Lately one of your favorite things to do it to stand on your dad’s back while he does yoga and balance there. I don’t know what made you think of it, but it’s just tops in your book. You stand up there as long as you can while your dad moves about. Sometimes you purposefully bail out, kicking your feet forward and thumping down onto your butt right on your dad’s shoulders. Sometimes you try to stand on one foot up there (with little success thus far) and sometimes you just leap off all together. You love it up there though and often proclaim that you are “Biiiiiiiiiiiiiiig” while you stand up tall.

You love your shoes these days. Any of them really.

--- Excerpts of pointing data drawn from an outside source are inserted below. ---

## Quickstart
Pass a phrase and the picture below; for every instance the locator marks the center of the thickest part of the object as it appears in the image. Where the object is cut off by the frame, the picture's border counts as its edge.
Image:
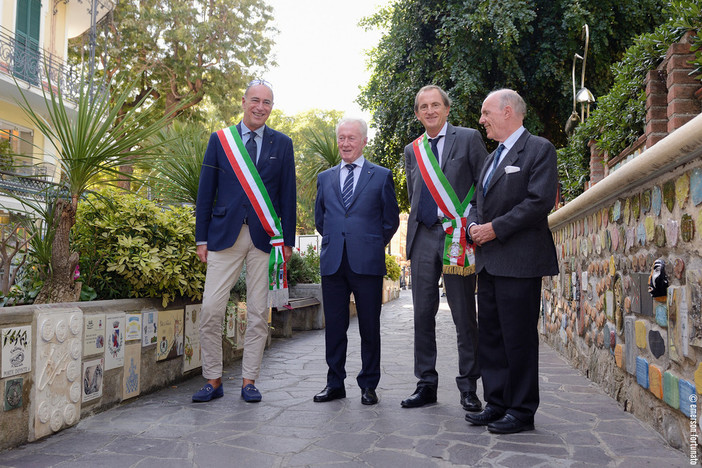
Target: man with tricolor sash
(441, 167)
(245, 214)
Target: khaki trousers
(223, 270)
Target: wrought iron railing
(26, 61)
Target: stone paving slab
(577, 425)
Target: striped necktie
(347, 190)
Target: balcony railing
(23, 59)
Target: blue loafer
(208, 392)
(250, 394)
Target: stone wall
(644, 352)
(61, 362)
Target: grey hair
(444, 96)
(361, 123)
(509, 97)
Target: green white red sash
(257, 194)
(459, 255)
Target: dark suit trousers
(368, 293)
(508, 348)
(427, 254)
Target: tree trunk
(60, 285)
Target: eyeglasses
(258, 82)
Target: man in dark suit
(459, 154)
(230, 231)
(356, 213)
(517, 190)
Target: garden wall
(62, 362)
(598, 312)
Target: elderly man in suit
(356, 213)
(246, 213)
(517, 190)
(441, 168)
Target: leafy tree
(314, 139)
(90, 146)
(130, 247)
(470, 47)
(183, 50)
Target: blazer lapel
(367, 172)
(266, 145)
(448, 145)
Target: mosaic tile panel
(655, 381)
(688, 397)
(671, 391)
(642, 371)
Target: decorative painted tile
(640, 327)
(642, 371)
(13, 394)
(659, 236)
(696, 186)
(678, 268)
(688, 397)
(656, 200)
(671, 390)
(698, 376)
(616, 211)
(655, 380)
(656, 343)
(687, 228)
(646, 201)
(650, 225)
(669, 195)
(609, 304)
(631, 237)
(645, 298)
(672, 227)
(635, 207)
(619, 355)
(629, 343)
(661, 314)
(682, 189)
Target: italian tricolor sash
(257, 194)
(459, 255)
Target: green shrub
(393, 268)
(619, 118)
(130, 247)
(305, 269)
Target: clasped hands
(482, 233)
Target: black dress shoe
(329, 394)
(368, 396)
(471, 402)
(422, 396)
(509, 425)
(485, 417)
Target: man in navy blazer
(229, 233)
(356, 213)
(516, 192)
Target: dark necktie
(251, 147)
(347, 190)
(495, 162)
(428, 210)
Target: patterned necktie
(428, 213)
(251, 147)
(347, 190)
(495, 162)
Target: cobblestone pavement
(577, 425)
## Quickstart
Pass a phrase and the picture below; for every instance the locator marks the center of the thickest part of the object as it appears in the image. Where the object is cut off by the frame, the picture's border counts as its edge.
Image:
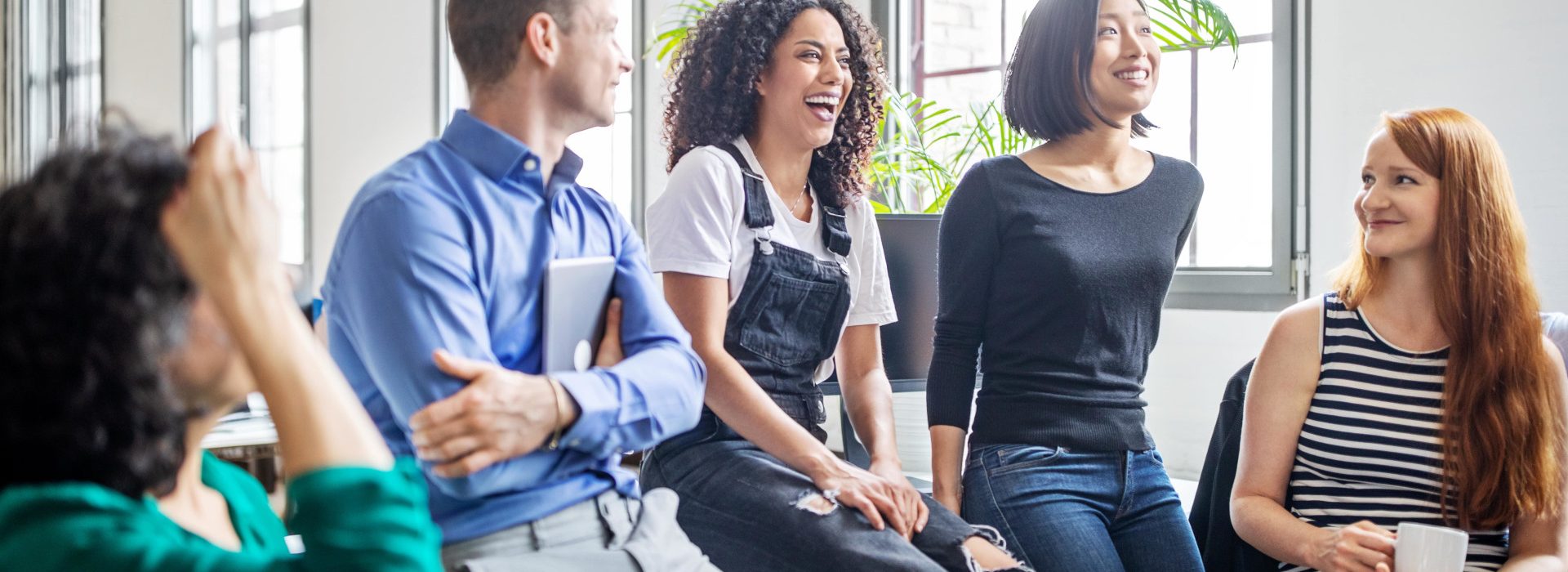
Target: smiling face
(806, 82)
(1126, 61)
(1397, 206)
(591, 65)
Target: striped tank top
(1370, 449)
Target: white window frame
(247, 27)
(1214, 287)
(71, 51)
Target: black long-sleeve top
(1063, 290)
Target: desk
(250, 442)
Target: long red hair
(1503, 406)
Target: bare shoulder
(1291, 356)
(1300, 324)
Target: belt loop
(533, 534)
(620, 529)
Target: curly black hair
(714, 95)
(91, 303)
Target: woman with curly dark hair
(140, 302)
(772, 261)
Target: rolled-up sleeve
(657, 391)
(403, 287)
(966, 252)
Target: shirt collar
(501, 155)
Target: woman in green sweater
(140, 300)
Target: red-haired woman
(1421, 389)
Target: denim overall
(737, 502)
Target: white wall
(372, 101)
(1372, 57)
(145, 61)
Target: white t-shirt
(1557, 329)
(697, 228)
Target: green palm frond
(925, 146)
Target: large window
(248, 71)
(610, 154)
(1230, 114)
(54, 77)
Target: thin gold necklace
(794, 208)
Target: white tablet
(576, 297)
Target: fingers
(458, 367)
(893, 512)
(862, 503)
(610, 351)
(1371, 536)
(612, 319)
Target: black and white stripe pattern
(1370, 449)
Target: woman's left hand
(905, 495)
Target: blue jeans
(1063, 510)
(742, 507)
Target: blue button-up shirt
(448, 248)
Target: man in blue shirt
(444, 252)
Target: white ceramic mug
(1429, 549)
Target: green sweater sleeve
(349, 519)
(364, 519)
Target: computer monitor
(910, 245)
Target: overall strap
(758, 209)
(835, 229)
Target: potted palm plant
(924, 151)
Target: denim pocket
(791, 324)
(1013, 458)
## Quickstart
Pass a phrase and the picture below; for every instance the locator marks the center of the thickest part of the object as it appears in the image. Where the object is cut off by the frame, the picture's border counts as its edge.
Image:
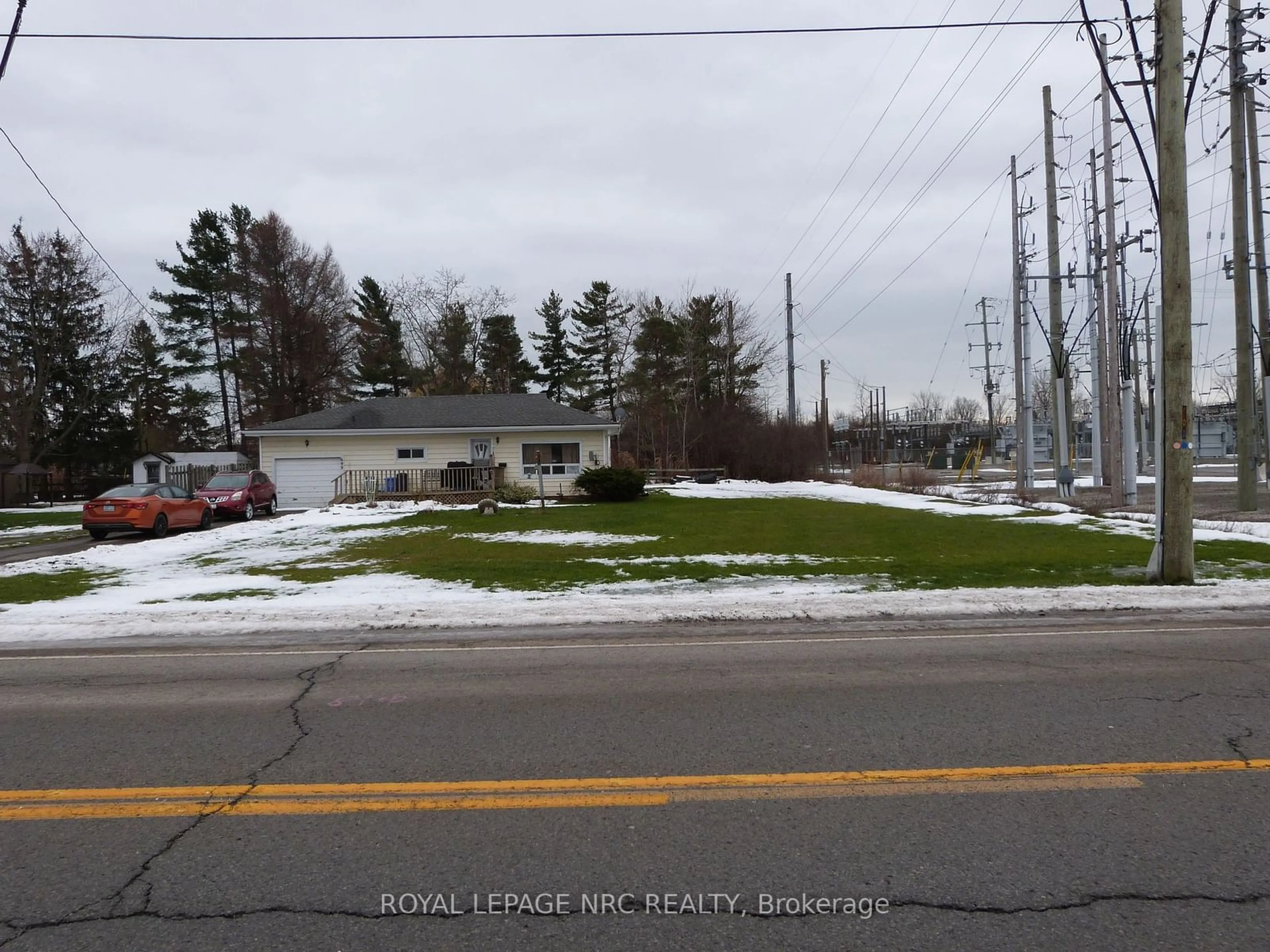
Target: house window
(558, 459)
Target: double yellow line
(302, 799)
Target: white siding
(379, 451)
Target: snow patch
(558, 537)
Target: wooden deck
(455, 484)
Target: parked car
(145, 507)
(242, 494)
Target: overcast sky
(652, 163)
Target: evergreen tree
(148, 391)
(503, 366)
(601, 320)
(450, 342)
(191, 424)
(196, 325)
(383, 369)
(556, 351)
(705, 349)
(55, 346)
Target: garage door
(307, 483)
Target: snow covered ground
(155, 579)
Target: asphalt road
(1160, 855)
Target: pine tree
(195, 325)
(148, 390)
(192, 428)
(503, 366)
(383, 369)
(450, 341)
(601, 320)
(554, 348)
(55, 347)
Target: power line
(563, 35)
(74, 224)
(896, 92)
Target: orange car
(148, 507)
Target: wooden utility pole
(1124, 483)
(792, 411)
(1259, 247)
(1245, 395)
(1061, 391)
(825, 414)
(1102, 449)
(731, 386)
(1019, 276)
(1176, 532)
(990, 385)
(13, 36)
(1149, 433)
(1140, 417)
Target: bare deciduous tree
(431, 309)
(966, 411)
(929, 405)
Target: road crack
(1235, 744)
(117, 900)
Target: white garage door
(307, 483)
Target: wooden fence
(193, 476)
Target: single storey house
(154, 468)
(431, 446)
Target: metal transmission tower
(991, 374)
(1245, 397)
(1061, 386)
(1119, 386)
(1024, 470)
(1259, 244)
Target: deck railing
(399, 482)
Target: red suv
(242, 494)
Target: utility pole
(1140, 411)
(13, 36)
(884, 426)
(1175, 527)
(1259, 246)
(1128, 428)
(1149, 433)
(1016, 301)
(825, 414)
(789, 346)
(1100, 449)
(1058, 352)
(1124, 482)
(990, 385)
(730, 389)
(1245, 399)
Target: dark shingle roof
(461, 412)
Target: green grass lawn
(881, 546)
(46, 587)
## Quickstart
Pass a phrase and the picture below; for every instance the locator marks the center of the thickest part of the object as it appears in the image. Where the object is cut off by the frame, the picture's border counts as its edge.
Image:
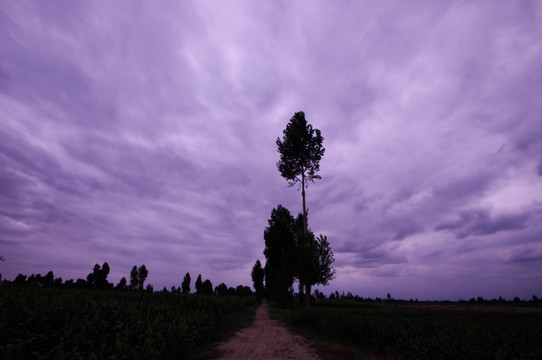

And you often refuse to take them off when we get home. Or you insist on having them on while running around the house. You still like your hats too, especially trying on different ones and checking them out individually in the full length mirror.

My favorite time of the day is first thing in the morning. I hear you call from your room “Mama! Dada! Maaaamaaaaa!” and I heave my ever-rounding self out of bed. I heat up your morning baba and bring it with me as I open the door to your room. As soon as the crack of lights breaks in I see you grin. You’re standing up, hands on the rail or your crib. The smile spreads and you jump with excitement. We open your curtains to determine if its light or dark (usually dark) and switch your nighttime music off (Deep Breakfast by Ray Lynch). I carry you down the hall and plop you onto our bed. Then the three of us tuck in and snuggle while you finish your morning baba. We talk about the day and ask you what your dreams were. We hide under blankets and laugh in the semi-darkness. Its warm and cozy, sleepy and lovey and an absolutely perfect start to the day.